L'écriture est assez particulière au niveau des échanges. Je l'ai trouvé fluide avec les dialogues qui sont écrit différemment de ce que j'ai l'habitude de lire et j'ai aimé cela. Ils sont parfois intégrés dans le texte, parfois à part, cela reste simple à suivre. Ce ne sont pas des espions avec tout plein de gadgets comme dans les missions impossible, la voiture volante il faut l'oublier. Un peu comme des anciens qui remettent le couvert, c'est plus sobre. Dans tout cela une enquête est dirigée par un personnage qui semble avoir la tête sur les épaules, ne juge pas trop vite et semble vouloir ériger un autel pour celui qui est au cœur de cette enquête. La Postface est vraiment très intéressante, écrite par le fils de l'auteur qui nous raconte pas mal de détails et d'avis.

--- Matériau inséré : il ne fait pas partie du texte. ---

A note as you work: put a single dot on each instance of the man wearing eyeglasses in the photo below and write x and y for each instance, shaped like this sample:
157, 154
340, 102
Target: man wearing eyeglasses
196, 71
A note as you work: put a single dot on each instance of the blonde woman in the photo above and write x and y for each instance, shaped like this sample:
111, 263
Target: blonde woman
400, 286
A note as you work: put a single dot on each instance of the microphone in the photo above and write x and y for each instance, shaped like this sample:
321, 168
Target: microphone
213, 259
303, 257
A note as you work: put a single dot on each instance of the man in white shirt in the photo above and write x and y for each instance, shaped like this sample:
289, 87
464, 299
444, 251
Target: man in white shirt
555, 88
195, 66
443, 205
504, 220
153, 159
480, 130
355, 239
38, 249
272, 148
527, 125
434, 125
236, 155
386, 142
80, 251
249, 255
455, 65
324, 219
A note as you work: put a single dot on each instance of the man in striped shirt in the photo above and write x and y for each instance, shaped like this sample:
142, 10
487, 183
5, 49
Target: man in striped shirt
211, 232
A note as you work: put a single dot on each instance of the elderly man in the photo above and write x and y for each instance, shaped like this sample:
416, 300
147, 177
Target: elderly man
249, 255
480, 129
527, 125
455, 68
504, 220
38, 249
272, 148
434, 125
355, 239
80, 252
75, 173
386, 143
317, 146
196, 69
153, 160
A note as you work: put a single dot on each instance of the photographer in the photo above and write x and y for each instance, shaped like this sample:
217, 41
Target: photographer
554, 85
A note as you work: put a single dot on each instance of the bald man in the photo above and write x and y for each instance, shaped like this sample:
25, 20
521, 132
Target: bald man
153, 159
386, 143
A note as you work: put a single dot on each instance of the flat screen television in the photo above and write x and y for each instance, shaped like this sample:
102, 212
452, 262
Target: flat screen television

En conclusion, le thème de l'espionnage est vraiment mis en avant. C'est un récit que j'ai pris beaucoup de plaisir à découvrir, aussi bien par le sujet qui est bien travaillé (et on ne se demande pas pourquoi en ayant terminé jusqu'à la toute fin) que par la plume de l'auteur. La hiérarchie, les agents dormants ou non, la manipulation, le protocole se doit d'être respecté, auquel cas vous risquez d'avoir un certain personnage qui va fouiner plus loin que les faux dossiers crées. Les doutes ne nous quittent pas et la fin ne peut que nous faire sourire malgré tout. Une très bonne lecture qui me donne envie de découvrir d'autres titres de l'auteur.
Extrait choisi :
« Ils marchèrent d'abord à une certaine distance l'un de l'autre, chacun dans sa propre zone, comme des victimes hébétées après un accident de voiture. Puis elle lui prit le bras. La nuit était grise, humide, très calme. La vieille camionnette était toujours garée sur l'aire de repos, mais les deux amoureux avaient dû s'installer à l'arrière ou se séparer. En remontant la grand-rue, ils passèrent de la section pauvre, enfilade de magasins caritatifs éclairée par des lampadaires à sodium orange, à la section riche, d'un blanc dont Aux Bons Livres de Lawdsley était le tout dernier fleuron. Sans qu'ils échangent un mot, elle le suivit dans l'escalier de service jusqu'à son appartement. Le salon était aussi dépouillé que le moine en lui l'avait voulu : un canapé à deux places, un fauteuil, un bureau, une lampe d'architecte. La baie vitrée donnait sur la mer, sauf que ce soir il n'y avait pas de mer, simplement des nuages maussades et des larmes de pluie. »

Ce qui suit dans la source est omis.